Laugh-A-Lot
Jean leaned back against the lounge chair she was occupying, closing her eyes against the bright rays of the sun. August had proved to be a month of deadly heat and brutal humidity. She and Ororo had spent most of their days by the pool. It wasn't an old part of the mansion but a recent addition at the request of the students and Jean couldn't be more thankful.
"You'd think Mother Nature would take a hint," Ororo commented, turning to her redheaded companion. With the brutality of the weather, Ororo had been forced to make sure it rained at some point. Jean smiled.
"Wouldn't that make your life easier?" she asked, stretching languidly. Rogue, Bobby, Kitty and Peter were in the pool, laughing, splashing and goofing off like regular teens.
"Logan!" Rogue shouted suddenly. "Come swim with us."
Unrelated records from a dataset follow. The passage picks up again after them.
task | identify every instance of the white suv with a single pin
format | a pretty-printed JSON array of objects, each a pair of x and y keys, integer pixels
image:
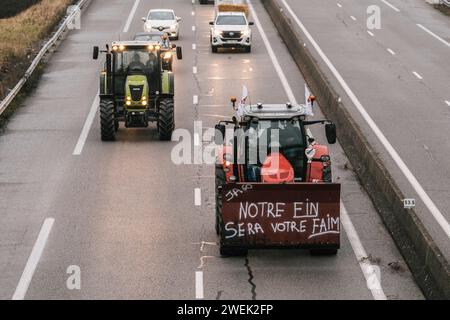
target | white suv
[
  {"x": 231, "y": 29},
  {"x": 163, "y": 20}
]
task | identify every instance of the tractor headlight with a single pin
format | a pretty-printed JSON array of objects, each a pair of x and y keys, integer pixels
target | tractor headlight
[{"x": 167, "y": 55}]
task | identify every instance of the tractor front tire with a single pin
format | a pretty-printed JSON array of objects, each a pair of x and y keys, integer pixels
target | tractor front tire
[
  {"x": 107, "y": 120},
  {"x": 166, "y": 120},
  {"x": 220, "y": 182}
]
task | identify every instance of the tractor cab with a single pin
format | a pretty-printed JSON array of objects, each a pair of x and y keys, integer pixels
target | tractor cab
[{"x": 273, "y": 145}]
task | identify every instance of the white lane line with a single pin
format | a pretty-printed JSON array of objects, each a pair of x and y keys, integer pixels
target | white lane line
[
  {"x": 87, "y": 126},
  {"x": 199, "y": 294},
  {"x": 433, "y": 35},
  {"x": 198, "y": 194},
  {"x": 391, "y": 5},
  {"x": 417, "y": 75},
  {"x": 443, "y": 223},
  {"x": 372, "y": 278},
  {"x": 349, "y": 229},
  {"x": 272, "y": 56},
  {"x": 33, "y": 260},
  {"x": 131, "y": 16}
]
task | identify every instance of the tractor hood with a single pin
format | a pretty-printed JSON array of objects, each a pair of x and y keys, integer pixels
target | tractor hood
[{"x": 136, "y": 90}]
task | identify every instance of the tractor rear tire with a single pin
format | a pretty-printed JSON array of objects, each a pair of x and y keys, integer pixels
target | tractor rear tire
[
  {"x": 220, "y": 182},
  {"x": 166, "y": 120},
  {"x": 107, "y": 120}
]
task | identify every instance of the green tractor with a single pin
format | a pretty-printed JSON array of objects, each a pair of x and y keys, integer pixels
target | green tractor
[{"x": 136, "y": 87}]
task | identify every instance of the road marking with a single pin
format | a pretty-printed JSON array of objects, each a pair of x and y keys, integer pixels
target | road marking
[
  {"x": 434, "y": 35},
  {"x": 199, "y": 294},
  {"x": 391, "y": 5},
  {"x": 443, "y": 223},
  {"x": 417, "y": 75},
  {"x": 391, "y": 51},
  {"x": 131, "y": 16},
  {"x": 197, "y": 192},
  {"x": 272, "y": 56},
  {"x": 87, "y": 126},
  {"x": 349, "y": 229},
  {"x": 33, "y": 260},
  {"x": 361, "y": 255}
]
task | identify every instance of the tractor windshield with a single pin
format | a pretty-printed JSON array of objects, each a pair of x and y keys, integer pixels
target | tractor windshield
[
  {"x": 284, "y": 136},
  {"x": 135, "y": 60}
]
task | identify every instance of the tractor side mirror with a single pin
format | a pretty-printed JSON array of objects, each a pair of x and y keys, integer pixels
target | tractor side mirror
[
  {"x": 330, "y": 132},
  {"x": 95, "y": 53},
  {"x": 179, "y": 53},
  {"x": 219, "y": 134}
]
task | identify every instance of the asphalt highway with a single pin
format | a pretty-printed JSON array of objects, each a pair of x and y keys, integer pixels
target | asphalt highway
[
  {"x": 400, "y": 75},
  {"x": 130, "y": 220}
]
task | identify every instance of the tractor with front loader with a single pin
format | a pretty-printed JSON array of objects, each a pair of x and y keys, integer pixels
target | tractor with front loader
[
  {"x": 136, "y": 87},
  {"x": 273, "y": 182}
]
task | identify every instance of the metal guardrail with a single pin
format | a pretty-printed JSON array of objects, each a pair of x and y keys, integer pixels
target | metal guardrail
[{"x": 69, "y": 19}]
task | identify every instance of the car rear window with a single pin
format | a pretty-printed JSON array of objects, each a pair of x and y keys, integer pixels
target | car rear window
[
  {"x": 231, "y": 20},
  {"x": 161, "y": 15}
]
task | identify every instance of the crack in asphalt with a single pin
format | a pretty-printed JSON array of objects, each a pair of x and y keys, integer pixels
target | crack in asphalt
[{"x": 250, "y": 278}]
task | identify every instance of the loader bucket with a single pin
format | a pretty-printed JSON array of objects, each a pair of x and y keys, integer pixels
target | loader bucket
[{"x": 297, "y": 215}]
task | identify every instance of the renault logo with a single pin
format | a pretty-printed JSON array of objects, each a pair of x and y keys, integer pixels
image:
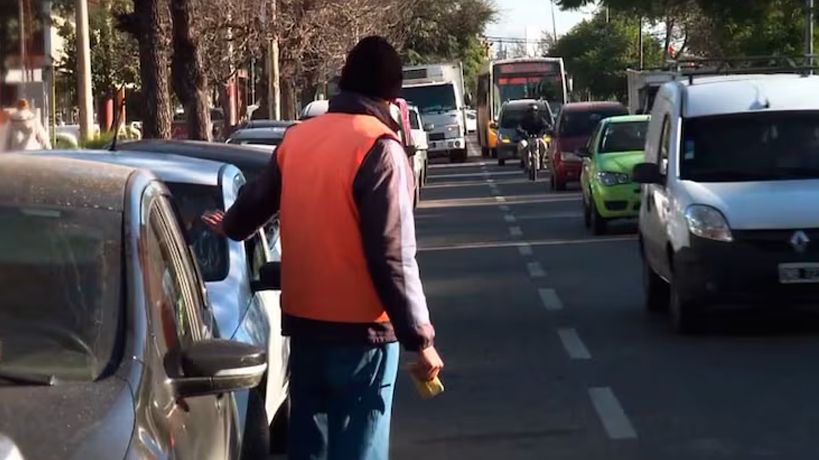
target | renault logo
[{"x": 800, "y": 241}]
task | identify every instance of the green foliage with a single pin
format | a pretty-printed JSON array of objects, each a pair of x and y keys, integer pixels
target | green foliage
[
  {"x": 448, "y": 31},
  {"x": 597, "y": 54}
]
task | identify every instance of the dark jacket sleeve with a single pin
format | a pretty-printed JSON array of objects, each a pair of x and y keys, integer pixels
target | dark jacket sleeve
[
  {"x": 383, "y": 194},
  {"x": 257, "y": 203}
]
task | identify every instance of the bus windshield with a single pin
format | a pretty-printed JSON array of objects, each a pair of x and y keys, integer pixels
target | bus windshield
[{"x": 431, "y": 98}]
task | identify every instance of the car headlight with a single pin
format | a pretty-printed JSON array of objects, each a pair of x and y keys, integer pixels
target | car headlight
[
  {"x": 610, "y": 179},
  {"x": 707, "y": 222}
]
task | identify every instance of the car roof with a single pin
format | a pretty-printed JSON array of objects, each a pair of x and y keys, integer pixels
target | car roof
[
  {"x": 626, "y": 118},
  {"x": 268, "y": 132},
  {"x": 246, "y": 158},
  {"x": 32, "y": 179},
  {"x": 169, "y": 168},
  {"x": 588, "y": 106},
  {"x": 728, "y": 94}
]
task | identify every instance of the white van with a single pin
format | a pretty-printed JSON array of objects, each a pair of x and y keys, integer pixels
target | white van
[{"x": 730, "y": 202}]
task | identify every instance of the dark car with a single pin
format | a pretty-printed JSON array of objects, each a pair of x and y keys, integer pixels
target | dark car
[
  {"x": 107, "y": 339},
  {"x": 574, "y": 126},
  {"x": 511, "y": 115}
]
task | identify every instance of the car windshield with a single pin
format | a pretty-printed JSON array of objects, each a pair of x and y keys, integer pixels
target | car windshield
[
  {"x": 763, "y": 146},
  {"x": 210, "y": 249},
  {"x": 61, "y": 291},
  {"x": 624, "y": 137},
  {"x": 581, "y": 123},
  {"x": 432, "y": 98}
]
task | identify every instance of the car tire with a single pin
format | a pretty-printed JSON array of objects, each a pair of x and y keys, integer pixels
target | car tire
[
  {"x": 655, "y": 289},
  {"x": 597, "y": 222},
  {"x": 686, "y": 316},
  {"x": 256, "y": 439}
]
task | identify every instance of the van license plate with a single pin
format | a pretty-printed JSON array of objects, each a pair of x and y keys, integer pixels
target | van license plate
[{"x": 799, "y": 273}]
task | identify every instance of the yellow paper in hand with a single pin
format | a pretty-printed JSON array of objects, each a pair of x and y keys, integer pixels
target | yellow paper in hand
[{"x": 430, "y": 389}]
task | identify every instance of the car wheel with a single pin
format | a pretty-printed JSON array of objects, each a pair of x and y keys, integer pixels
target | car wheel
[
  {"x": 655, "y": 289},
  {"x": 597, "y": 222},
  {"x": 686, "y": 315},
  {"x": 256, "y": 439}
]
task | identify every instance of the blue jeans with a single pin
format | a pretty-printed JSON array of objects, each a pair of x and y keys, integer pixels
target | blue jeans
[{"x": 340, "y": 401}]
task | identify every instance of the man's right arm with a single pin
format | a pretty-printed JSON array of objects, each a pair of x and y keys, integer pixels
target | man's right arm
[{"x": 257, "y": 203}]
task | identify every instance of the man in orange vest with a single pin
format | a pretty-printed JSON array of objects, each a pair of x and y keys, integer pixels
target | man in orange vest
[{"x": 351, "y": 288}]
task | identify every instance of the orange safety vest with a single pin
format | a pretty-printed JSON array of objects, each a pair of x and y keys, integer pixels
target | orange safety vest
[{"x": 324, "y": 271}]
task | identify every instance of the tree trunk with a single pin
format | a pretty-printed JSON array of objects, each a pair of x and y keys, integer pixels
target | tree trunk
[
  {"x": 189, "y": 80},
  {"x": 149, "y": 25}
]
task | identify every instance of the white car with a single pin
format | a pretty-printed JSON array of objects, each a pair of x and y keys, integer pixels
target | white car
[
  {"x": 730, "y": 202},
  {"x": 471, "y": 121}
]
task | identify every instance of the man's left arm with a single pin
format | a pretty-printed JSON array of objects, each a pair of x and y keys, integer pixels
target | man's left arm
[{"x": 257, "y": 203}]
Jean cracked open an eye to find Logan, and more surprisingly Scott, making their way around the edge of the pool. She found her eyes drawn to Logan, his chest bare and sweaty from what she assumed was training.
"In a minute," he told the teen, making his way around the final corner to where she and Ororo lounged. Jean resisted the urge to shiver at the wave of heat that flooded her mind as Logan's eyes took her in. She'd opted for her lighter-coloured bikini instead of her favourite black one to ward off some of the sweltering heat. Her baby blue suit, the one she currently wore, was skimpier than the black one and definitely less used because of it. Where her black one had large strips of fabric, this one had strings, both sets of the top currently tied behind her back instead of her neck and back as they were made.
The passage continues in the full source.